Analytics vs analysis

Data analysis focuses on the process of examining past data through business understanding, data understanding, data preparation, modeling and evaluation, and deployment. It is a subset of data analytics, which takes multiple data analysis processes to focus on why an event happened and what may happen in the future based on the previous data. Data analytics is used to formulate larger organization decisions.

Data analytics is a multidisciplinary field. There is extensive use of computer skills, mathematics, statistics, the use of descriptive techniques and predictive models to gain valuable knowledge from data through analytics. There is increasing use of the term advanced analytics, typically used to describe the technical aspects of analytics, especially in the emerging fields such as the use of machine learning techniques like neural networks, decision trees, logistic regression, linear to multiple regression analysis, and classification to do predictive modeling. It also includes unsupervised machine learning techniques like cluster analysis, Principal Component Analysis, segmentation profile analysis and association analysis.

Challenges

In the industry of commercial analytics software, an emphasis has emerged on solving the challenges of analyzing massive, complex data sets, often when such data is in a constant state of change. Such data sets are commonly referred to as big data. Whereas once the problems posed by big data were only found in the scientific community, today big data is a problem for many businesses that operate transactional systems online and, as a result, amass large volumes of data quickly.

The analysis of unstructured data types is another challenge getting attention in the industry. Unstructured data differs from structured data in that its format varies widely and cannot be stored in traditional relational databases without significant effort at data transformation. Sources of unstructured data, such as email, the contents of word processor documents, PDFs, geospatial data, etc., are rapidly becoming a relevant source of business intelligence for businesses, governments and universities. For example, in Britain the discovery that one company was illegally selling fraudulent doctor’s notes in order to assist people in defrauding employers and insurance companies is an opportunity for insurance firms to increase the vigilance of their unstructured data analysis.

These challenges are the current inspiration for much of the innovation in modern analytics information systems, giving birth to relatively new machine analysis concepts such as complex event processing, full text search and analysis, and even new ideas in presentation. One such innovation is the introduction of grid-like architecture in machine analysis, allowing increases in the speed of massively parallel processing by distributing the workload to many computers all with equal access to the complete data set.
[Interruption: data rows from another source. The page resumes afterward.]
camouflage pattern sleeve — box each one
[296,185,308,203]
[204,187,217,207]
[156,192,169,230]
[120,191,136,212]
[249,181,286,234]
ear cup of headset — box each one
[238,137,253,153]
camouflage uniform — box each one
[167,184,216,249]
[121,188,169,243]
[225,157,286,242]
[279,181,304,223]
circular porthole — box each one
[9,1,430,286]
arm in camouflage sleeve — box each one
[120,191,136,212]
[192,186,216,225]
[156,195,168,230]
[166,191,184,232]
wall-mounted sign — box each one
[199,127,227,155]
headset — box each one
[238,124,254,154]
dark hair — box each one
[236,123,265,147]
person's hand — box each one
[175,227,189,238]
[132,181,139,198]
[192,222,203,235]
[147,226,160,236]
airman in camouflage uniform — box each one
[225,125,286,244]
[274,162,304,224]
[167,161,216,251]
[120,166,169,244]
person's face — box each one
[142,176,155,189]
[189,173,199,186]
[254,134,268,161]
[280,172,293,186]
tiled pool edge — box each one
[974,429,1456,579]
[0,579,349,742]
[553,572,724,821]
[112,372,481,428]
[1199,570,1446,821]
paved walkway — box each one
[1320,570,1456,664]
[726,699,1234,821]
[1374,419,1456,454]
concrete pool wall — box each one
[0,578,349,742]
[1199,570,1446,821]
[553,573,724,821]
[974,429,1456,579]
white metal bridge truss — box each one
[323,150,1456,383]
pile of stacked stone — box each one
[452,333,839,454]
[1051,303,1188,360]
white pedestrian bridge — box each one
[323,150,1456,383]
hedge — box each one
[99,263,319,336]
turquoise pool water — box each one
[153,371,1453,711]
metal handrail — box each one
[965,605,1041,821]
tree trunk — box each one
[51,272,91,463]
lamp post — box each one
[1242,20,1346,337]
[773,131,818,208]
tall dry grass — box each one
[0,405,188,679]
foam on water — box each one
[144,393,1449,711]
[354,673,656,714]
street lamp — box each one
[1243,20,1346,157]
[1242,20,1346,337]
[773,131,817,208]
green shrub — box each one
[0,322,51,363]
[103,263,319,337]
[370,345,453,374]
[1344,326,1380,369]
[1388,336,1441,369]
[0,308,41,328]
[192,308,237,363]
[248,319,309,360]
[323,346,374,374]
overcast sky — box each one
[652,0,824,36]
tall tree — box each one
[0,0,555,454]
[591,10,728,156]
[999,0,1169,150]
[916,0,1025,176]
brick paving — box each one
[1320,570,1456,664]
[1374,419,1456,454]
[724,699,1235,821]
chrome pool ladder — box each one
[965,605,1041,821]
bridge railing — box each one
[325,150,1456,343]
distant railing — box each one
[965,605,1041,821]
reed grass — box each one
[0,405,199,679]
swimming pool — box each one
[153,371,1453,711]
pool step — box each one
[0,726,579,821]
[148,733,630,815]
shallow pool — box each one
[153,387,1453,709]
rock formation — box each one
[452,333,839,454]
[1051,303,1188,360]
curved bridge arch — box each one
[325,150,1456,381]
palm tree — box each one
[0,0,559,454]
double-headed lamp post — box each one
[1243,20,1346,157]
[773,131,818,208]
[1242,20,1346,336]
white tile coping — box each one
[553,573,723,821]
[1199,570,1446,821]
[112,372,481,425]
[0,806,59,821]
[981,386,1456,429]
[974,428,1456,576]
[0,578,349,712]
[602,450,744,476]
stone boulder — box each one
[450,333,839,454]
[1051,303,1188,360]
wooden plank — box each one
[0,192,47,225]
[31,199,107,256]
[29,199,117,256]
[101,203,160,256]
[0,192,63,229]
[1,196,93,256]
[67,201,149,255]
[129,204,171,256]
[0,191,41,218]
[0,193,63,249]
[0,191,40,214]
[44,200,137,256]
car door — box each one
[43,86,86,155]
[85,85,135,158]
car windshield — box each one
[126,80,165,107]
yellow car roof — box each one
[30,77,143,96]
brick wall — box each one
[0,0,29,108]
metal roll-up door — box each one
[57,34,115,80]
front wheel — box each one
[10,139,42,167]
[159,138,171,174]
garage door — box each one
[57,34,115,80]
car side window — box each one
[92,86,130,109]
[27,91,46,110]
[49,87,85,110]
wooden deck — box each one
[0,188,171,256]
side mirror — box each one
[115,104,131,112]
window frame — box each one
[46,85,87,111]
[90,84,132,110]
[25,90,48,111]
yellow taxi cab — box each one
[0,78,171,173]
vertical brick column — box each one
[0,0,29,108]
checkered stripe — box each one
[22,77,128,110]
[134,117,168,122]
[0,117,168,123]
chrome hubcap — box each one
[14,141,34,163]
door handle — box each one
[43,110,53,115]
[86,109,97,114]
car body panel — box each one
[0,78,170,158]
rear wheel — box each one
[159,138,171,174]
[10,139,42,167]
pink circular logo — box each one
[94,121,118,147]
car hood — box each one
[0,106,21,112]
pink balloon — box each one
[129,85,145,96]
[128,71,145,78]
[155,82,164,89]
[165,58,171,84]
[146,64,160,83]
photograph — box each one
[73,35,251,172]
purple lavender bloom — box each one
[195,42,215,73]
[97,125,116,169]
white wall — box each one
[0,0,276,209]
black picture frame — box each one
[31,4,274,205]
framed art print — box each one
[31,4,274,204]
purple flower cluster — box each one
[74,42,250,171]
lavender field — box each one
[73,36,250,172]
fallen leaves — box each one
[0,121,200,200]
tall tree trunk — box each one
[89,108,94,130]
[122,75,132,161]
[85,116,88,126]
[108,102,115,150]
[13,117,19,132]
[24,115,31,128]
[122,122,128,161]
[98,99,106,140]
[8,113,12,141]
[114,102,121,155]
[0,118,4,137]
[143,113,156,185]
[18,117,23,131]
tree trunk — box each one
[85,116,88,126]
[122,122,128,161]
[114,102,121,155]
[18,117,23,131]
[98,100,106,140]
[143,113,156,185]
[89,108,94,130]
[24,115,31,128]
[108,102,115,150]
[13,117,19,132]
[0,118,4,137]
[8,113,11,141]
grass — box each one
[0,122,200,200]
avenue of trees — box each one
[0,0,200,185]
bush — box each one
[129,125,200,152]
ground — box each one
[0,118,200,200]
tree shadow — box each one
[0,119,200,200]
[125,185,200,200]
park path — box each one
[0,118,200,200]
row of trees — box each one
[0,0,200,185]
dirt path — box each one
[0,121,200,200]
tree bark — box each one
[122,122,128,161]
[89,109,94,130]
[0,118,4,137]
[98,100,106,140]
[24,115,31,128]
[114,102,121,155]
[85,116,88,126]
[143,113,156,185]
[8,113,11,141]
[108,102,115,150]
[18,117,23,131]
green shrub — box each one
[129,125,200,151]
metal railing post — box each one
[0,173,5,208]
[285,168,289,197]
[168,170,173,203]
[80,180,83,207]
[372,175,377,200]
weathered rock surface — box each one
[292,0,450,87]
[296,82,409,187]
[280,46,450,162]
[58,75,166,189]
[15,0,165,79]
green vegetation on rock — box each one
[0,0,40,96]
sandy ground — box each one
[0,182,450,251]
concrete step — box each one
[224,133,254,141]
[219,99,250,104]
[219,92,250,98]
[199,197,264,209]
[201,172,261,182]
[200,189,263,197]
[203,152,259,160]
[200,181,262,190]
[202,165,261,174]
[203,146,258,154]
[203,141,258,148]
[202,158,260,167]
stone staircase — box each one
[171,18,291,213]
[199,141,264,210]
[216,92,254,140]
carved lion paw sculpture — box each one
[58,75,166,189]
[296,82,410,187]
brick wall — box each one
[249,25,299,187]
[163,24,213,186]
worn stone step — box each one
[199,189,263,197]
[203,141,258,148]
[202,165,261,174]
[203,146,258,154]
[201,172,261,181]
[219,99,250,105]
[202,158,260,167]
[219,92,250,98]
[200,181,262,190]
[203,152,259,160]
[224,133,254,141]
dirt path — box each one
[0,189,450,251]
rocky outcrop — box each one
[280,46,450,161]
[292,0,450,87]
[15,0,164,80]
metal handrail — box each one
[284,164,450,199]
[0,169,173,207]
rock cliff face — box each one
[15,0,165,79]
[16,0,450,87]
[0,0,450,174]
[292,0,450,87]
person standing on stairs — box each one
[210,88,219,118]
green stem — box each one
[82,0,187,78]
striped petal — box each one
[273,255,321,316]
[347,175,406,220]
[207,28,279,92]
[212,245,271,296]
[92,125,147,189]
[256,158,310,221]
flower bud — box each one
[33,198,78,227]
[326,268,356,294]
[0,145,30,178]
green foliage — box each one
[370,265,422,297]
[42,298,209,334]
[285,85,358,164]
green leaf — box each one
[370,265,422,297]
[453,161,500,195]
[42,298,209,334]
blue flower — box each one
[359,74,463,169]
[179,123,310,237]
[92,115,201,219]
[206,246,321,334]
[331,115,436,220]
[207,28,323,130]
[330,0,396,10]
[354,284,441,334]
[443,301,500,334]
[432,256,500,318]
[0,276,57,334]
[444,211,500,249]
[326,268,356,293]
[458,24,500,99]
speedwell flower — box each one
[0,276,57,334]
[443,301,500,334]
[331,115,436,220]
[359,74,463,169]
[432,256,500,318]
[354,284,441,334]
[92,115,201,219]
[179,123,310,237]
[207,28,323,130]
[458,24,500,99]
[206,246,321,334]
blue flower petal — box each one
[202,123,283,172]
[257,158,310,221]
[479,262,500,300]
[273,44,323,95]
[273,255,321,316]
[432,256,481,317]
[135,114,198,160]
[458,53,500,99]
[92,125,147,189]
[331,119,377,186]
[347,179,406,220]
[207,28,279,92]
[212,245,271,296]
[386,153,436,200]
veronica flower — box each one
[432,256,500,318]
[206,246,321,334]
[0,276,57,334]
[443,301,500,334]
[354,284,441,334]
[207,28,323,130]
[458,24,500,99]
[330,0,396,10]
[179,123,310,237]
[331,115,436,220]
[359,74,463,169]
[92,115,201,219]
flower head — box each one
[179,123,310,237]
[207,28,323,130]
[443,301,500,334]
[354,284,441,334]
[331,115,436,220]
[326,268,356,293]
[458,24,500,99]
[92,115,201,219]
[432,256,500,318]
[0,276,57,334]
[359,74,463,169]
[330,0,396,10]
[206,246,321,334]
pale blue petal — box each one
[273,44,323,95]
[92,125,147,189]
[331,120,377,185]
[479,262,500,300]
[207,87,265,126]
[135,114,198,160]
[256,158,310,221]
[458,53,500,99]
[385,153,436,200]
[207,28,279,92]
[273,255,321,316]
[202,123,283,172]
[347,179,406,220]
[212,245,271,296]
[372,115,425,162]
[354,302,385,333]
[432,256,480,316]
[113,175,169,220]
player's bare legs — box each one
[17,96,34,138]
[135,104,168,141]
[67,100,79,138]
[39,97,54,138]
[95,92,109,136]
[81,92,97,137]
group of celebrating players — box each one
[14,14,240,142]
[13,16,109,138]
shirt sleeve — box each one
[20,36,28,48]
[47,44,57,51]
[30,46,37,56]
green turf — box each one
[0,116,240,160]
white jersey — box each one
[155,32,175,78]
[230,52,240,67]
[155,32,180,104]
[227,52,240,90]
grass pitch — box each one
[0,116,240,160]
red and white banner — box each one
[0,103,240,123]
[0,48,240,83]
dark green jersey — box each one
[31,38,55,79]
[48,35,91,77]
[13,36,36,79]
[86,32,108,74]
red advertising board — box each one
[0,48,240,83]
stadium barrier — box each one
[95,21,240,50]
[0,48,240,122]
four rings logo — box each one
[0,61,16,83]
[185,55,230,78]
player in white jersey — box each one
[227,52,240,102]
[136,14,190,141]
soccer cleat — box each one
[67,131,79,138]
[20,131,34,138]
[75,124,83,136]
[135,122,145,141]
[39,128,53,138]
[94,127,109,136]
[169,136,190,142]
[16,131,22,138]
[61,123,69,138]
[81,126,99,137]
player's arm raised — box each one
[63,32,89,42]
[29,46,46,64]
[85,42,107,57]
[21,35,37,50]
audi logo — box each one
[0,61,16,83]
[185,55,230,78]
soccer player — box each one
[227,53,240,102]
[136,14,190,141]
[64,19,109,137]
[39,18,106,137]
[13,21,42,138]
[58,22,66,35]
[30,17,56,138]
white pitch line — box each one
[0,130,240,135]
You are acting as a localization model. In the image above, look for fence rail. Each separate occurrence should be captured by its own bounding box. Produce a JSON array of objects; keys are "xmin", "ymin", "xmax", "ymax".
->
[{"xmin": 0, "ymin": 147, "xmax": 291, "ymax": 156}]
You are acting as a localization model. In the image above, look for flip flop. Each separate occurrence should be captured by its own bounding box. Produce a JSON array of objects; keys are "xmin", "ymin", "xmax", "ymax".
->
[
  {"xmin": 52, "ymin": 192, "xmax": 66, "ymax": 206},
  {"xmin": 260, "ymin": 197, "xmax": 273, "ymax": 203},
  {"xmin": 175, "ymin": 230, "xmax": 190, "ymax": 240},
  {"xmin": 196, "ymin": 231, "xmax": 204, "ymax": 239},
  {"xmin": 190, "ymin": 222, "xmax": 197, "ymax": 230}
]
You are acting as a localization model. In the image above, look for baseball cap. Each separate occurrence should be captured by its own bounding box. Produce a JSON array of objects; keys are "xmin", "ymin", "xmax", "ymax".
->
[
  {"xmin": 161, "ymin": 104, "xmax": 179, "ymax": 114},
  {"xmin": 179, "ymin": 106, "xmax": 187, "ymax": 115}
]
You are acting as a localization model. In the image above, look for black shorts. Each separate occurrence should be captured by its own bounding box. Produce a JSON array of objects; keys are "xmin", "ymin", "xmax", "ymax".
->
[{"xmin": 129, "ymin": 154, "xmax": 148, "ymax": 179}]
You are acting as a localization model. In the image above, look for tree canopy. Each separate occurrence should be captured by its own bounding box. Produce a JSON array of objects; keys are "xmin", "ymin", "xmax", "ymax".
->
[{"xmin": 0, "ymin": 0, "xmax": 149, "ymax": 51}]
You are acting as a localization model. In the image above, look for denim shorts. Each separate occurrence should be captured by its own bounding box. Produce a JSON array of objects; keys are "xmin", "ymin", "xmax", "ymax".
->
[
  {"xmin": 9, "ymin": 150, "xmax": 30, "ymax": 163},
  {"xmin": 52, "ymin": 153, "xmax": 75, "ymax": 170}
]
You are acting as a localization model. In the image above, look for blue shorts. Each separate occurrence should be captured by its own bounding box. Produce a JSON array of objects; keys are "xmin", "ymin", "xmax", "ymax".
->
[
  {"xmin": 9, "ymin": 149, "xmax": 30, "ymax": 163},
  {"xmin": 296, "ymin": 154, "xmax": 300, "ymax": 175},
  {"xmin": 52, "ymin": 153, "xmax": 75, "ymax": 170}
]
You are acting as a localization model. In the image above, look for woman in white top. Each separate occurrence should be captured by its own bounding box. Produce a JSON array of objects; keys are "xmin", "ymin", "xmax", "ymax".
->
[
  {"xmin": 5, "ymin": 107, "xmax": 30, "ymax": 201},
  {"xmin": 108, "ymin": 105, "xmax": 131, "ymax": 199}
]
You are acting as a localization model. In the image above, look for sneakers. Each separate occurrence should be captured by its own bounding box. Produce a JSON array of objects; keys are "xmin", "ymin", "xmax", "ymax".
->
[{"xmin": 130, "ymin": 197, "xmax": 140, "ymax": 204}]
Analytics is increasingly used in education, particularly at the district and government office levels. However, the complexity of student performance measures presents challenges when educators try to understand and use analytics to discern patterns in student performance, predict graduation likelihood, improve chances of student success, etc. For example, in a study involving districts known for strong data use, 48% of teachers had difficulty posing questions prompted by data, 36% did not comprehend given data, and 52% incorrectly interpreted data. To combat this, some analytics tools for educators adhere to an over-the-counter data format (embedding labels, supplemental documentation, and a help system, and making key package/display and content decisions) to improve educators’ understanding and use of the analytics being displayed.